Transitioning to Emphysema

  • Chronic bronchitis can progress into emphysema, where patients are termed "pink puffers" due to their appearance when breathing becomes labored.
  • Emphysema involves atelectasis—the collapse of alveoli—leading to reduced lung surface area for gas exchange.

Key Differences Between Conditions

  • The primary difference between chronic bronchitis and emphysema lies in the structural changes within the lungs; emphysema leads to alveolar destruction while chronic bronchitis primarily causes inflammation.

Hypoxic Drive in COPD Patients

Understanding Respiratory Issues and EMT Response

The Role of Secondary Muscles in Breathing

  • Discussion on the use of secondary muscles during breathing, highlighting visible muscle tension when a person struggles to breathe.
  • Introduction of cyanosis as a sign of respiratory distress, with mention of "barrel chest" as an interesting phenomenon related to chronic respiratory issues.
  • Explanation that consistent weightlifting leads to muscle growth; similarly, individuals with barrel chests develop large chest muscles due to excessive effort in breathing.
  • Emphasis on the unhealthy development of these muscles over time due to chronic respiratory strain.

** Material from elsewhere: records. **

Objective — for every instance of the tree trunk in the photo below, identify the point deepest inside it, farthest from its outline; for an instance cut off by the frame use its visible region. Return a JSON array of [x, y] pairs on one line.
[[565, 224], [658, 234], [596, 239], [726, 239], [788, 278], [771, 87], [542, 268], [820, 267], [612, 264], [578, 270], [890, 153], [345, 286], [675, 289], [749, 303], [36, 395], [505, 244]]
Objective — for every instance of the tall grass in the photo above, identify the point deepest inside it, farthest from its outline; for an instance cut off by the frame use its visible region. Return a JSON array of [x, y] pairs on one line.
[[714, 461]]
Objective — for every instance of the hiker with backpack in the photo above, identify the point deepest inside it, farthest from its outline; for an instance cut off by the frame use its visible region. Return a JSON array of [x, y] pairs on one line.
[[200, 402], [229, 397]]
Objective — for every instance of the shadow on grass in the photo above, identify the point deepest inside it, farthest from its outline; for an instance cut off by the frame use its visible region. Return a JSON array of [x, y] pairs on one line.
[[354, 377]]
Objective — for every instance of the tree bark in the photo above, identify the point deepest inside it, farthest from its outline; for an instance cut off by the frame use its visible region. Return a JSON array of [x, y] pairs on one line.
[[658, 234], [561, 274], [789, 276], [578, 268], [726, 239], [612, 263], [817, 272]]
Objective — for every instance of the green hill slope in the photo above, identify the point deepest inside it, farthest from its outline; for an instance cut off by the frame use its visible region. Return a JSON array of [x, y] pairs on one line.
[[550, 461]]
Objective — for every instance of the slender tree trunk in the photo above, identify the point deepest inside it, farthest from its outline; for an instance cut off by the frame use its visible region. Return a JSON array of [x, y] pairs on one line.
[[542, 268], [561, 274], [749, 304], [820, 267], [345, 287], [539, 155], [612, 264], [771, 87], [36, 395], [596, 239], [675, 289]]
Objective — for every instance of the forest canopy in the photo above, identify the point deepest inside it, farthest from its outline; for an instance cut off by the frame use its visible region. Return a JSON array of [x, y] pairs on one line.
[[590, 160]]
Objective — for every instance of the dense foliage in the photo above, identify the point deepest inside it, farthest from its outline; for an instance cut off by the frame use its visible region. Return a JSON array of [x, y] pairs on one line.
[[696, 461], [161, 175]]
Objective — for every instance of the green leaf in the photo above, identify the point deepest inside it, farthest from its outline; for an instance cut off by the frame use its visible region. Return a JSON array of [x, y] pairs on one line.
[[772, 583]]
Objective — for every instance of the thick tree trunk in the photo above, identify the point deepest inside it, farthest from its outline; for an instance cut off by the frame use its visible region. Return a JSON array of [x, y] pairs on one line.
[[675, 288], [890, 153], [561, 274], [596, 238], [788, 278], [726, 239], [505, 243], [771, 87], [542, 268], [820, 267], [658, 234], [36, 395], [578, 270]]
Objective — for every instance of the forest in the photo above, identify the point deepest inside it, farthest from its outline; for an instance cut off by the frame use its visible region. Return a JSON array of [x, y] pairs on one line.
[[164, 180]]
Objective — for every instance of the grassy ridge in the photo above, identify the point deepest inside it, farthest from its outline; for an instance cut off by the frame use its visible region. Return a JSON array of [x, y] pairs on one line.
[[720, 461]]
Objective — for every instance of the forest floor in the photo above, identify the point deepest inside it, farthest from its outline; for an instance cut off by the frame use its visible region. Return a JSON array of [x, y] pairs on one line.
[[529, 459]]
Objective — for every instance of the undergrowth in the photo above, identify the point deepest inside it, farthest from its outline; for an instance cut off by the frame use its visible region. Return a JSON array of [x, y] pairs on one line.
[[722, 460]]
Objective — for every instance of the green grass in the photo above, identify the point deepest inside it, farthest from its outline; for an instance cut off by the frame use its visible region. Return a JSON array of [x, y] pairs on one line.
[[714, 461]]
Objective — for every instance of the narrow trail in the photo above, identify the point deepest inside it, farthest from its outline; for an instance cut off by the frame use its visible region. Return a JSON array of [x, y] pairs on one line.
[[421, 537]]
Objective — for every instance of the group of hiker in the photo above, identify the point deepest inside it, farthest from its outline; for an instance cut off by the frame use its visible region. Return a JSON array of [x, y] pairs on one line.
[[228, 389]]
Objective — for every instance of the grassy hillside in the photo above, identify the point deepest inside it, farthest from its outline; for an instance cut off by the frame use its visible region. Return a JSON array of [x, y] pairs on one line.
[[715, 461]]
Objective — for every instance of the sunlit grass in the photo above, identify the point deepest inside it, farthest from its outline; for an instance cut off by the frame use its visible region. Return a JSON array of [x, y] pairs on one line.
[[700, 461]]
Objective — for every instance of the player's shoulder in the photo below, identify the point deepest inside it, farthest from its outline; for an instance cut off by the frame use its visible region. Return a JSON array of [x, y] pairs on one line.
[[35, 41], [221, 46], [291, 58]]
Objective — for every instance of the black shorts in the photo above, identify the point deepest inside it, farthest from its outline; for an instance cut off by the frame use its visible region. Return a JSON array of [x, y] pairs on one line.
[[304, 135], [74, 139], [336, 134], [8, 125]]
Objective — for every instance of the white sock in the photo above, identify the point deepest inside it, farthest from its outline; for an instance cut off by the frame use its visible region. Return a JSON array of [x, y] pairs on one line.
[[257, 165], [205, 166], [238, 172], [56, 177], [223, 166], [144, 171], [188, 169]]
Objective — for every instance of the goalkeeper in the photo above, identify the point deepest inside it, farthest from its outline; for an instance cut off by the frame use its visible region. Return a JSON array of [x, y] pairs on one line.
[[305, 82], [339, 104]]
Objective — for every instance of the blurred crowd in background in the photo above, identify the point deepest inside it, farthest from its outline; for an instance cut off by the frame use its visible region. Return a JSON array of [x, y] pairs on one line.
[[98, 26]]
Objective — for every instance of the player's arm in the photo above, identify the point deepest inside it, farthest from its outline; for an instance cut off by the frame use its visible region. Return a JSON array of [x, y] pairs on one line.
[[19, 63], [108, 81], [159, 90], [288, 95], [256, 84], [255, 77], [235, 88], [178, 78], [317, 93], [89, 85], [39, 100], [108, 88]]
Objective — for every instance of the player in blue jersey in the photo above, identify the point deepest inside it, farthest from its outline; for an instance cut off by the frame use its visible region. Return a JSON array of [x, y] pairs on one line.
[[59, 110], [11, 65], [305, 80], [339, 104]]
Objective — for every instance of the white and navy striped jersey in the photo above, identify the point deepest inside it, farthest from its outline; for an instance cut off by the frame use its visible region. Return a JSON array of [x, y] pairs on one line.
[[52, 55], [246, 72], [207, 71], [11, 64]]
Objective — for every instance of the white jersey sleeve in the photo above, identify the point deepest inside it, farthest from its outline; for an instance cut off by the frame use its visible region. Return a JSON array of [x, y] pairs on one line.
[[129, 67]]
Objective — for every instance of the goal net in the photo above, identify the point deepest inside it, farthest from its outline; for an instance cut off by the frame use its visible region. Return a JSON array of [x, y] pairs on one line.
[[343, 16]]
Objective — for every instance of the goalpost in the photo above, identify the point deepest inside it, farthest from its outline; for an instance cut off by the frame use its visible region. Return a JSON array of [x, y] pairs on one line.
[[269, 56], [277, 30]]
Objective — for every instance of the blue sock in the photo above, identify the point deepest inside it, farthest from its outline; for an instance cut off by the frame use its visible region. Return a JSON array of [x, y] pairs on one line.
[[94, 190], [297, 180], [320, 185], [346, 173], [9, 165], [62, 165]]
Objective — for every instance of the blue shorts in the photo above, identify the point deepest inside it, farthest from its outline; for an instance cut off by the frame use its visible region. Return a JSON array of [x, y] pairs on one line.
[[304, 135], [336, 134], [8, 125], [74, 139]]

Identifying Dyspnea and Its Implications

  • Definition of dyspnea (difficulty in breathing), contrasting it with apnea (inability to breathe); noting that patients may only be able to speak one or two words before needing a breath.
  • Importance for EMTs to focus on patient observations rather than distractions; recognizing signs of respiratory issues is crucial for effective care.

Focused Assessment in High-Stress Situations

  • Personal anecdote illustrating the necessity for EMTs to maintain focus during emergencies, disregarding surrounding chaos while attending to patient needs.
  • Highlighting the importance of observing body positioning as a key indicator of respiratory distress; specific examples provided.

Overlapping Signs and Symptoms

  • Reminder that signs and symptoms can overlap across various medical conditions, complicating diagnosis for EMTs who must gather information without making definitive diagnoses.
  • Acknowledgment that not all patients present textbook symptoms; real-life cases often deviate from expected presentations.

Treatment Considerations for Respiratory Distress

  • Discussion about shallow respirations indicating abnormal breathing patterns; emphasis on immediate action required by EMT personnel when observing such signs.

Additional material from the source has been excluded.